Era el mes de diciembre y comenzaba la temporada de recolección de la aceituna. Este sería un año con una cosecha no muy abundante, por la vecería, que sentencia que, cuando hay una cosecha abundante de aceitunas, al año siguiente la cosecha es bastante menor y la del año anterior había roto el record histórico para una temporada, había sido una cosecha abundante en todas sus dimensiones. La producción del delicioso e incomparable aceite, alcanzaría uno de los más altos índices en la historia de la localidad. También el oleoturismo llegaría a su punto cúspide, nunca habían llegado tantos amantes de la naturaleza y del buen gusto a aquellos parajes, como en el año anterior. Fue algo realmente inolvidable para los moradores, productores y visitantes que, casuísticamente, coincidieron y disfrutaron de aquel regalo de la naturaleza.

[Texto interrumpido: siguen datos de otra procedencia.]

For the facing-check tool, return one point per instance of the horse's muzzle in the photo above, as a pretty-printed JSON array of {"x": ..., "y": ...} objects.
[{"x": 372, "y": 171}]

La tarde comenzó a refrescar y él se sacó el chaleco y se lo tiró a ella sobre sus hombros. Ella hizo un ademán con la cabeza y esbozó una leve sonrisa, para agradecerle su gesto de caballero. Continuaron conversando de sus gustos y de sus sueños, de cómo les gustaría construir el mundo si se les fuera encomendada esa tarea. Cada uno se reía de la ocurrencia, de las cosas que decía otro. Así estuvieron, charlando, largo rato. Ya el sol casi besaba el horizonte y aún continuaban hablando y riendo. Una vez más se miraron, en silencio, con esa mirada que ya conocían, con ese lenguaje de ojos que lo dice todo, aunque los labios no digan nada. Se gustaban, desde que se conocieron y ya no estaban dispuestos a dejar pasar las ganas. Él no había sentido nunca esa llamarada que tan solo de mirarla, ya lo quemaba. Ella no había probado, a pesar de su nombre, Eva, de la jugosa manzana, no había estado en brazos de hombre alguno que la amara. Se inclinaron, poco a poco, hasta juntar sus labios en un primer beso, que para él se hizo profundo, y ella sintió que se le erizaba el alma. Él la abrazo y se tendieron en hierba. Muy despacio se despojaron de las ropas, hasta quedar completamente desnudos. Ella no sintió vergüenza de mostrase, toda, como una almohada sin funda, como sin funda, una espada; tampoco le dio vergüenza al sentir que él ponía sus labios donde más lo deseaba. Él la besaba en los labios y luego recorría todo su cuerpo, olfateando aquel delicioso olor que ella desprendía de su piel, un olor delicioso, que lo extasiaba. Era el inconfundible olor del aceite de oliva, el que le llenaba la piel, mezclado con el tenaz olor de la excitación que ella destilaba. Saboreó todo su encanto y la amó, una y otra vez, hasta que la tarde se hizo noche. Allí permanecieron, abrazados, como si temieran que estuvieran viviendo un sueño que, al separarse, se les escapara. Se sentían tan a gusto, juntos, en aquellos olivares, que no querían regresar al pueblo. Ya era totalmente de noche cuando decidieron, al fin, regresar. Caminaron juntos, bajo la luz de la luna. Ella apoyada su cabeza en los hombros de él y él apretando fuertemente sus manos, como asegurándole que jamás la soltaría. Caminaban felices de haber coincidido en aquel mágico lugar y de, sin reservas, haber podido dar riendas sueltas a sus deseos más íntimos, de haber juntado sus vidas, bajo aquel árbol de olivo que sería, en adelante, un símbolo imperecedero de su amor.